Fast pünktlich geht es dann auch los – die Flugzeit bis Shanghai beträgt knapp dreieinhalb Stunden, und aufgrund einer Stunde Zeitverschiebung sollte ich gegen 19:15 dort ankommen. Die Idee: Schnell einreisen, mit dem Transrapid und der U-Bahn ins Zentrum, zum Hotel und dann etwas essen und spazieren gehen. Letztendlich kommen wir eine halbe Stunde später an, und die Immigration macht mir natürlich einen Strich durch die Rechnung. Nach einem kurzen Fußmarsch geht es erstmal mit einer kleinen U-Bahn zur Ankunftshalle. Die Schlange am Schalter für ausländische Besucher ist beachtlich. Bereits im Flugzeug hatte ich einen Zettel erhalten, auf dem ich meine Grunddaten eintragen sollte. Bei der Einreise gab es einen weiteren Zettel, der fast nach den gleichen Dingen fragte – einige Ausländer mussten beide ausfüllen, andere nur einen. Die Einreise selbst war dann unkompliziert, zumal deutsche Staatsbürger – zumindest bis Ende 2025 – kein Visum brauchen. Die kleine Erkennungsmaschine wechselt je nach Pass die Sprache, und so wird man auf Deutsch aufgefordert, erst vier Finger der einen Hand – ohne Daumen – aufzulegen, dann die andere Hand, und dann beide Daumen gleichzeitig. Danach noch ein Portraitfoto – und fertig. Zoll? Der Zoll zieht willkürlich Leute aus der Schlange derer, die laut eigenen Angaben nichts zu verzollen haben. Ich werde wie die meisten anderen auch durchgewunken. Hauptgepäck habe ich ja glücklicherweise nicht, und so ziehe ich mir erstmal schnell 500 Yuan, rund 60 Euro, aus dem Automaten, wohlgewiss, dass ich wahrscheinlich nicht alles verwenden kann, da das meiste nicht mehr mit Bargeld bezahlt wird. Nach dem Abheben bemerke ich auf der ausgedruckten Quittung, dass mich der Spaß gerade 35 Yuan gekostet hat. Irgendjemand verlangt hier 7% Abhebegebühren, nicht schlecht. Zügigen Schrittes gehe ich zum „Maglev“ – Schalter. Hier fährt der erste – und einzige – Transrapid weltweit. Die einfache Fahrt – sie dauert nur 8 Minuten, legt in der Zeit aber 30 km zurück – kostet 50 RMB, doch wer ein Flugticket von oder nach Shanghai für den selben Tag nachweisen kann, bezahlt nur 40 RMB. Und die kann man sogar in bar bezahlen.
Der Zug ist geräumig, relativ neu (vom Jahr 2000) und sehr leer.

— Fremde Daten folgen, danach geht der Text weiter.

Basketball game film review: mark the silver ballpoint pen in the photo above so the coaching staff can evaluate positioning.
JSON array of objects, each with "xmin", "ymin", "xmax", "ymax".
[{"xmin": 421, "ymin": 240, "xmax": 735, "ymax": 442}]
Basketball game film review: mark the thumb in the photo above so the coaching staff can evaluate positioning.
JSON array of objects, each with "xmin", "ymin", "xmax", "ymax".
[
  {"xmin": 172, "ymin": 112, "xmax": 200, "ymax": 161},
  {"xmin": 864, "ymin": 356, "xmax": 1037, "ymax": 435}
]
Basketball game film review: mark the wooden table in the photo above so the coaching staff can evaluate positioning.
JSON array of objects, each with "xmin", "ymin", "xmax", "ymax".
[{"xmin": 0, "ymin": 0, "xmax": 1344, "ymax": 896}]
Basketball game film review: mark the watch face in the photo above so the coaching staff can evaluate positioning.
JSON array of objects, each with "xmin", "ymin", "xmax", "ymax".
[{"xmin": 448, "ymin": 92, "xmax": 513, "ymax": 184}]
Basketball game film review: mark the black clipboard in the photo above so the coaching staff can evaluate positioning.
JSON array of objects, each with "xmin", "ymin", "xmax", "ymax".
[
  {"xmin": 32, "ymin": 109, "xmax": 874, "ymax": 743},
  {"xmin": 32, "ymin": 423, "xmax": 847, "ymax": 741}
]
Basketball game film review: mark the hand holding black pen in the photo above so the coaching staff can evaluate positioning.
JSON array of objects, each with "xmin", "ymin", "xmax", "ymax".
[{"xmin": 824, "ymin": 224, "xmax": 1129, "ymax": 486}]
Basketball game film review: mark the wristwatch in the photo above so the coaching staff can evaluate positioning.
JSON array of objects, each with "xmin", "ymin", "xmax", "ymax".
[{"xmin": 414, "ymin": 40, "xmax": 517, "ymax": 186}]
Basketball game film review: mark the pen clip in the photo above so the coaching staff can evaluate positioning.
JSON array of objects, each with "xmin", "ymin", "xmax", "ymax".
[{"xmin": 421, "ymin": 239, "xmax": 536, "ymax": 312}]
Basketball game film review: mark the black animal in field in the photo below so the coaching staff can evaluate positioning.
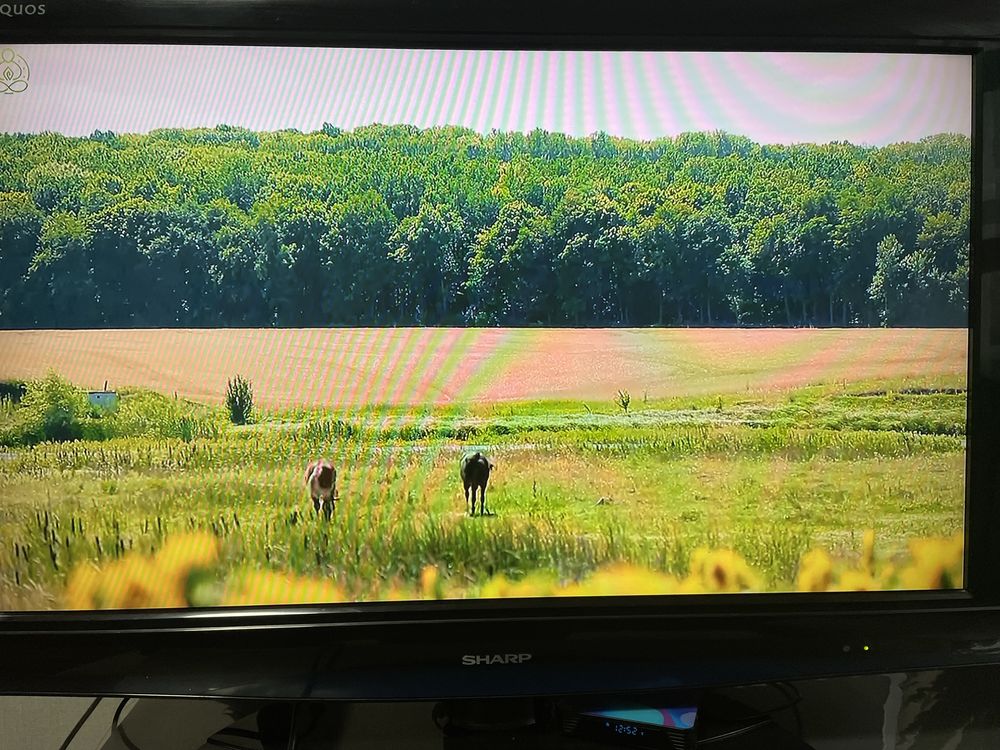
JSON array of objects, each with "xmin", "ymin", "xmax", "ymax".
[{"xmin": 461, "ymin": 451, "xmax": 494, "ymax": 516}]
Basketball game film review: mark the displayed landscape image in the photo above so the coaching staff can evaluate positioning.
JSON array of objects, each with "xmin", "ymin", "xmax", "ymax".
[{"xmin": 0, "ymin": 46, "xmax": 971, "ymax": 611}]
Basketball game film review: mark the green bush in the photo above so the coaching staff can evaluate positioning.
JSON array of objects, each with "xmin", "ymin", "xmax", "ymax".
[
  {"xmin": 2, "ymin": 372, "xmax": 90, "ymax": 445},
  {"xmin": 226, "ymin": 375, "xmax": 253, "ymax": 424},
  {"xmin": 0, "ymin": 380, "xmax": 28, "ymax": 404}
]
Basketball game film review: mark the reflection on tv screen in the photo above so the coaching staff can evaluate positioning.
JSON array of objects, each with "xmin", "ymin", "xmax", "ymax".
[{"xmin": 0, "ymin": 45, "xmax": 972, "ymax": 611}]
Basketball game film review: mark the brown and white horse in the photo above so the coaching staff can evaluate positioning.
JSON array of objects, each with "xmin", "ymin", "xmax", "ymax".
[{"xmin": 306, "ymin": 458, "xmax": 337, "ymax": 520}]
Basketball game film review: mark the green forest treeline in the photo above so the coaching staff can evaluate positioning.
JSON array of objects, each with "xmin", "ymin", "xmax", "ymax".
[{"xmin": 0, "ymin": 125, "xmax": 971, "ymax": 328}]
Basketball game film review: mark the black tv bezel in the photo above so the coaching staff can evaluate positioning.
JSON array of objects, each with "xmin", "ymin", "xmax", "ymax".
[{"xmin": 0, "ymin": 0, "xmax": 1000, "ymax": 697}]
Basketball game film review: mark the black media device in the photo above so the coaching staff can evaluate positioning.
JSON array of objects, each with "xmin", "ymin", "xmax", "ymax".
[
  {"xmin": 562, "ymin": 703, "xmax": 698, "ymax": 750},
  {"xmin": 0, "ymin": 0, "xmax": 1000, "ymax": 708}
]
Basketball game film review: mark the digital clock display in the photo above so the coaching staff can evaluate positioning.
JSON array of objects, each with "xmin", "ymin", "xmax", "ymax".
[{"xmin": 604, "ymin": 721, "xmax": 646, "ymax": 737}]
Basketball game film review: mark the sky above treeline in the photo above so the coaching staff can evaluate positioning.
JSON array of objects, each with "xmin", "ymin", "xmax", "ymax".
[{"xmin": 0, "ymin": 45, "xmax": 972, "ymax": 146}]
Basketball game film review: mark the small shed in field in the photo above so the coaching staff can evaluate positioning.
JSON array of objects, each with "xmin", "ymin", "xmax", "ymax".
[{"xmin": 87, "ymin": 380, "xmax": 118, "ymax": 409}]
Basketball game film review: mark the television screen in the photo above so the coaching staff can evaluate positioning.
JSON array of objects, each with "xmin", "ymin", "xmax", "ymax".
[{"xmin": 0, "ymin": 44, "xmax": 972, "ymax": 612}]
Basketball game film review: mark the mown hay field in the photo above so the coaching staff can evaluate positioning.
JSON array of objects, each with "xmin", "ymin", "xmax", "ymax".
[{"xmin": 0, "ymin": 330, "xmax": 966, "ymax": 609}]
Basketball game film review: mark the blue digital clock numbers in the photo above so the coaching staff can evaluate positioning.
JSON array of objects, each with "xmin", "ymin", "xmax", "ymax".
[{"xmin": 604, "ymin": 721, "xmax": 646, "ymax": 737}]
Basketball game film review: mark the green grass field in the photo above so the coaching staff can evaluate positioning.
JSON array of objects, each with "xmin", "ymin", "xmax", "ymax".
[{"xmin": 0, "ymin": 330, "xmax": 966, "ymax": 610}]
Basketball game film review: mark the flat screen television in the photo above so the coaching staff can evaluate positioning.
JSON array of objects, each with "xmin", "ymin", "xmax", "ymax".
[{"xmin": 0, "ymin": 0, "xmax": 1000, "ymax": 699}]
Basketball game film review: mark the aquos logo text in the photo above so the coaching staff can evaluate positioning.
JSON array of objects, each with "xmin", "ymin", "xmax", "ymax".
[
  {"xmin": 0, "ymin": 3, "xmax": 45, "ymax": 18},
  {"xmin": 462, "ymin": 654, "xmax": 531, "ymax": 667},
  {"xmin": 0, "ymin": 3, "xmax": 45, "ymax": 18}
]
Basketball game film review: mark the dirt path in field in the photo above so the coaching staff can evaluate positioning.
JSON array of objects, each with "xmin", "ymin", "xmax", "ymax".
[{"xmin": 0, "ymin": 328, "xmax": 967, "ymax": 408}]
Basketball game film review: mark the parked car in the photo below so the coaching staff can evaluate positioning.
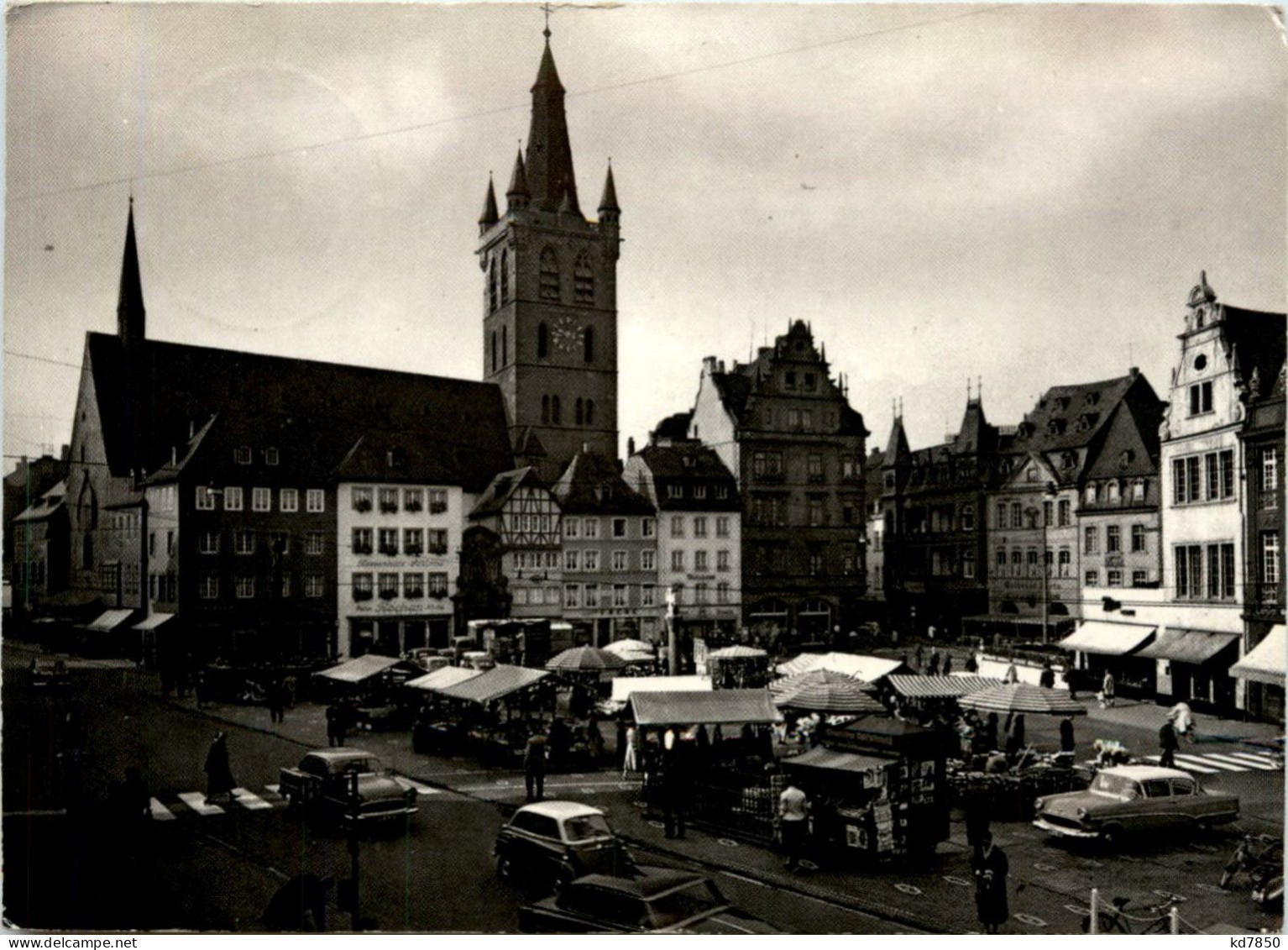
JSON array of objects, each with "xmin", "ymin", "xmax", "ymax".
[
  {"xmin": 519, "ymin": 868, "xmax": 782, "ymax": 933},
  {"xmin": 1033, "ymin": 766, "xmax": 1239, "ymax": 843},
  {"xmin": 278, "ymin": 747, "xmax": 416, "ymax": 825},
  {"xmin": 492, "ymin": 802, "xmax": 635, "ymax": 890}
]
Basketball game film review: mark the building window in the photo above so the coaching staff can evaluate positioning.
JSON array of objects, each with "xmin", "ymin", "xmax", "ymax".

Zwischen den Waggons gibt es Anzeigen, an denen man sehen kann, wie schnell der Zug fährt – bis 2021 waren es wohl mehr 400 km/h, danach maximal 300. Und los geht’s. Nach einer kurzen Weile verstehe ich dann: Der Zug ist nicht wesentlich leiser als andere. Und er ruckelt auch ziemlich (ich dachte bisher, dass eine Magnetschwebebahn, da sie ja schwebt, kaum Schwingungen aufweist, aber dem ist scheinbar nicht so. Interessant sind jedoch die Kurven: Offensichtlich kann der Maglev schneller in Kurven fahren, und das macht durchaus Spaß. Denke ich mir so, doch schon sind wir da, im Bahnhof Longyang, und hier heisst es umsteigen in die U-Bahn. Draußen ist es bereits dunkel und extrem schwül bei rund 30 Grad. Und mit der U-Bahn wird es nun kompliziert. Offensichtlich muss ich hier wirklich eine chinesische Bezahlapp benutzen, ALIPAY, und die hatte ich bereits vorher installiert. Doch irgendwas scheint zu fehlen – meine Kreditkarte ist zwar gespeichert, aber ich kann nicht bezahlen. Und jedes Mal, wenn ich versuche, rauszubekommen, warum, ändert sich die Sprache der App auf Chinesisch. Etliche Schriftzeichen kann ich zwar lesen, aber ein paar der – in Festlandschina stark vereinfachten Schriftzeichen sind so anders, oder aber die Bedeutung ist so anders, dass von einem sicheren Navigieren keine Rede sein kann.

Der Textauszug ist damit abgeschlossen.